The price of gasoline in the United States is not only rising, but with the fall in international crude oil prices, the price of gasoline in the United States is also rapidly declining. The trend is basically consistent with the international market.

One of the main reasons why American gasoline goes on the market is that the cost of crude oil accounts for a major part of its cost structure. According to the statistics of the US Department of Energy last year, 55% of the average cost of gasoline is crude oil, 22% is the refining chain, 19% is the tax revenue, and 4% is wholesale and marketing. As crude oil prices rose, gasoline prices soared naturally; crude oil prices fell, and gasoline prices naturally fell, which was quickly reflected in the pricing of gas stations.

However, in the United States, the price of gasoline at the two gas stations and even the same label in different regions and even the same street is not exactly the same. The size of gas stations, the number of customers, the number of profits, and the remoteness of geographical locations will all affect gasoline prices.

When the price of oil changes greatly, some gas stations will adjust the price of gasoline every day. Even the morning oil price and the afternoon oil price will be different.

However, the US gasoline market is basically monopolized by several major oil companies. In order to push up the price of gasoline, they tend to reduce production, causing gasoline prices to rise due to supply shortages. The "oil manipulation theory" has thus always been a controversial topic in American society.

Britain: It's easy to fall so hard to compare with the United States. The trend of Britain's oil price is not so close to the international market. When the international oil price is lowered, the British fuel supplier can always put forward various reasons for not lowering the price. In short, it is easy to fall.

When the price of oil in the international market was raised, British oil companies responded quickly and immediately raised their prices. When the market fell, companies often postponed price adjustments for various reasons. Consumers generally believe that fuel retailers have kept more of the difference in their pockets.

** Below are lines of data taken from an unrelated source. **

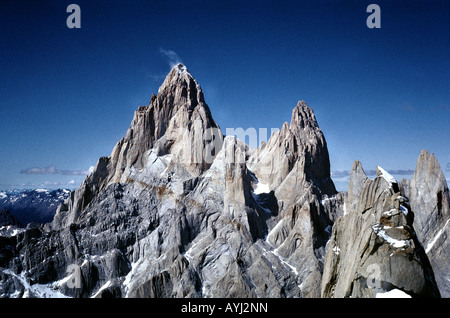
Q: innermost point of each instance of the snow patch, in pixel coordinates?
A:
(261, 188)
(379, 230)
(394, 293)
(336, 250)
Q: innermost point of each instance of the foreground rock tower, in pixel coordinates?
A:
(180, 210)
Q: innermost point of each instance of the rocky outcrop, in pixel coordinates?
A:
(430, 200)
(178, 210)
(176, 127)
(373, 249)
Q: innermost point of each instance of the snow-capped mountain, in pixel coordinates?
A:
(37, 205)
(180, 210)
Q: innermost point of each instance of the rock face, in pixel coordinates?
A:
(373, 249)
(430, 199)
(177, 210)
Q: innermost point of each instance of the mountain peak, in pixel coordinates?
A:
(303, 116)
(178, 76)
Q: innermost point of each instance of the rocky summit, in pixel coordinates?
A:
(180, 210)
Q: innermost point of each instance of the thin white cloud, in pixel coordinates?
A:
(53, 170)
(172, 57)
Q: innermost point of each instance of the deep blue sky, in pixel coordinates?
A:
(68, 95)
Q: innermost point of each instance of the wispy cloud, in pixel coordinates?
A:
(53, 170)
(171, 56)
(371, 173)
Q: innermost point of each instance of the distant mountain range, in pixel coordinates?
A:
(37, 205)
(180, 210)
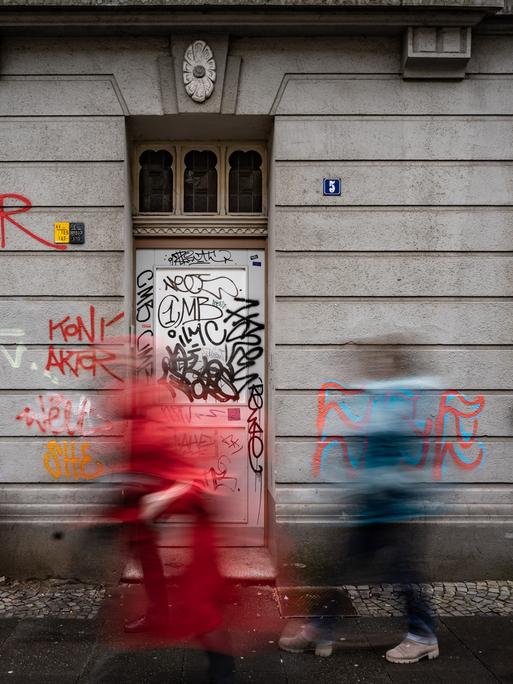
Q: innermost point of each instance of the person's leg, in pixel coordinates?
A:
(144, 549)
(421, 640)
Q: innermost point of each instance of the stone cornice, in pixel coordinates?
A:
(486, 5)
(257, 17)
(155, 225)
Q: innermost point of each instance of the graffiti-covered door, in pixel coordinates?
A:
(200, 331)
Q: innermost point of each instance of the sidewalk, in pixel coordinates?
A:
(64, 645)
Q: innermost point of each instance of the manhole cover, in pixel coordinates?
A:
(314, 601)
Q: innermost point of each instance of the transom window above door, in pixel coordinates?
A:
(203, 179)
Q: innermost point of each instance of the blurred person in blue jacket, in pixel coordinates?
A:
(385, 494)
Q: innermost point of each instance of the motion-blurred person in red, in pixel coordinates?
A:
(159, 482)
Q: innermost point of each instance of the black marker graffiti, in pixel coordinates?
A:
(144, 348)
(144, 296)
(255, 431)
(216, 477)
(174, 311)
(197, 376)
(196, 283)
(186, 257)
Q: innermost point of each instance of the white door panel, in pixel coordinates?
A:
(200, 331)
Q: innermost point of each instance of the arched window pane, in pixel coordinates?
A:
(245, 182)
(200, 182)
(156, 181)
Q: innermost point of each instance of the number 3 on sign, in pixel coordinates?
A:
(331, 187)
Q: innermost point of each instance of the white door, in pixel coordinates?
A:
(200, 332)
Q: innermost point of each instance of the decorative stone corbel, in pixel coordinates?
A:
(434, 52)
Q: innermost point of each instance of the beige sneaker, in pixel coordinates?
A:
(300, 643)
(409, 651)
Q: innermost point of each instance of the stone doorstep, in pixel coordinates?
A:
(251, 564)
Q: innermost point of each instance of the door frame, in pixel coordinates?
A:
(208, 242)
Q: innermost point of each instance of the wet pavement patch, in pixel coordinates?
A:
(314, 601)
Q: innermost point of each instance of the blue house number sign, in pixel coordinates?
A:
(331, 187)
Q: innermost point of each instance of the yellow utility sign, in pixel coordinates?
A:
(61, 232)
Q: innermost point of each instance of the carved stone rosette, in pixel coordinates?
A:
(199, 71)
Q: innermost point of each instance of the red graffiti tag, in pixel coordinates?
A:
(90, 359)
(56, 417)
(433, 435)
(6, 215)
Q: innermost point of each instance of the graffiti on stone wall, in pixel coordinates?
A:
(91, 359)
(70, 460)
(447, 435)
(212, 350)
(144, 316)
(56, 414)
(9, 207)
(15, 356)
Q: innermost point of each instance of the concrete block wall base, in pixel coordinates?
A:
(316, 554)
(61, 550)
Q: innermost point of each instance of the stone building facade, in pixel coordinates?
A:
(330, 173)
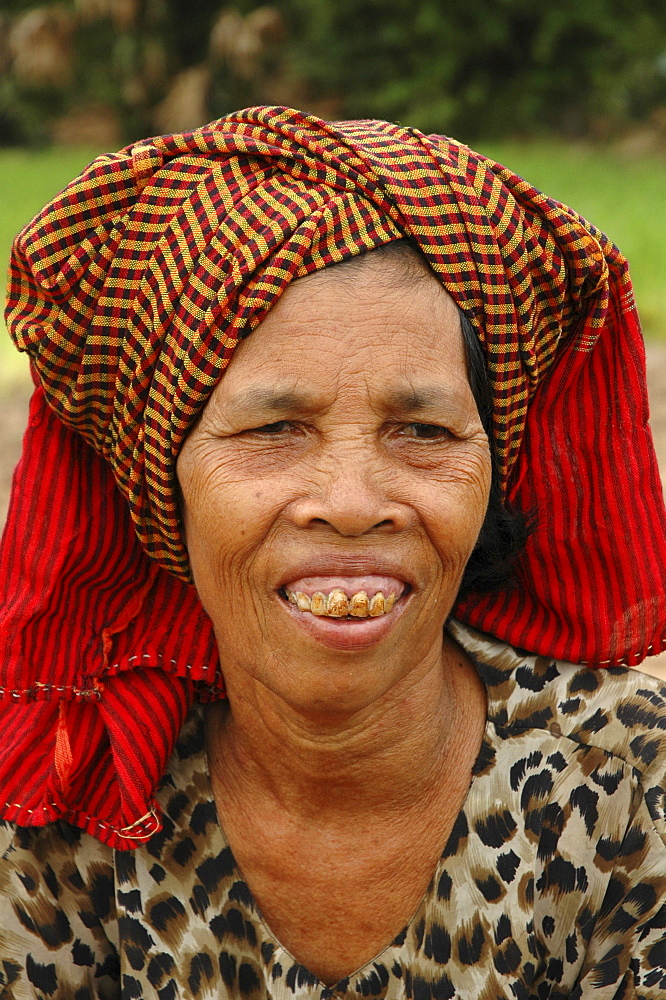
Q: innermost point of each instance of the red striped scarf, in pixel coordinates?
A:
(130, 292)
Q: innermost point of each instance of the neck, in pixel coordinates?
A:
(386, 757)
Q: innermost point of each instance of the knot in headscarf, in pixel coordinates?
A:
(131, 290)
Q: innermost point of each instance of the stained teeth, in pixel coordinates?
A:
(377, 605)
(318, 604)
(338, 605)
(358, 605)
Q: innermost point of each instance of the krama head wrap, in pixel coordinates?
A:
(130, 292)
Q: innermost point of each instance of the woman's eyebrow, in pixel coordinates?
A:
(413, 400)
(272, 400)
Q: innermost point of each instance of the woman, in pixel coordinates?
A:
(387, 802)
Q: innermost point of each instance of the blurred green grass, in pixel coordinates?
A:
(623, 195)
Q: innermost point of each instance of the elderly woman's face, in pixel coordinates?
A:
(341, 457)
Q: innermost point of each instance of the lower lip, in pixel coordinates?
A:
(339, 633)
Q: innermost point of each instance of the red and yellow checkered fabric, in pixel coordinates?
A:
(131, 290)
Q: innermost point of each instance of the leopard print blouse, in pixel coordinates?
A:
(552, 884)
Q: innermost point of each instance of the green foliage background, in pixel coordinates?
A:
(468, 67)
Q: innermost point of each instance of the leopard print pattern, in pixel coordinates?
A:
(552, 884)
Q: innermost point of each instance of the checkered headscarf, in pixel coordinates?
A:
(130, 291)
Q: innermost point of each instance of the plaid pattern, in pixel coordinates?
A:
(131, 290)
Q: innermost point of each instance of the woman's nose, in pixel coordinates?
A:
(352, 496)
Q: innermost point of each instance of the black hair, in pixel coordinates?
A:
(505, 530)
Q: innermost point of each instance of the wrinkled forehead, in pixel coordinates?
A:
(378, 330)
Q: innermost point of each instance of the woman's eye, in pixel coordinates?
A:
(278, 427)
(426, 432)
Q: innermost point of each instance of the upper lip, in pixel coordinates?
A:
(345, 565)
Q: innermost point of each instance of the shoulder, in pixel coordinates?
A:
(619, 711)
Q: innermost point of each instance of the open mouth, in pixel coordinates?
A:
(345, 600)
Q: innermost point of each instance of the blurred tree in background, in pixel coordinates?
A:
(100, 71)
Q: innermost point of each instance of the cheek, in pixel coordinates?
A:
(457, 508)
(225, 522)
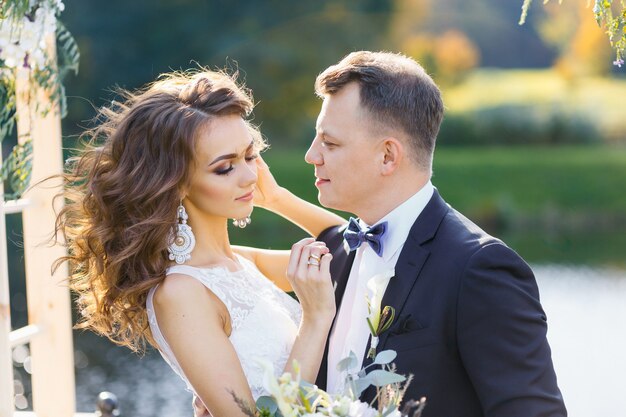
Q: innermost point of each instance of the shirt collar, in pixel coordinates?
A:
(401, 219)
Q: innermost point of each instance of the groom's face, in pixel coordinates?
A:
(344, 152)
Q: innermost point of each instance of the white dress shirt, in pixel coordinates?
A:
(351, 332)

Among the many reasons why British fuel suppliers do not cut their prices in the anti-market, the most mentioned is that the government’s taxes are too high. Take the British retail unleaded petrol as an example. If there are 80 pence per liter, 21 pence is the government-imposed tax. In addition, these companies said that as oil prices soared, they tried to keep the retail price from rising too much and lost a lot of benefits. Therefore, when the international oil price falls, they naturally have reason to slow down the pace of "self-sufficiency."

Other companies also said that the increase in fuel prices is higher than inflation because oil companies need to invest a lot of money to increase oil exploration and exploitation, and the cost of new technology research and development is also rising.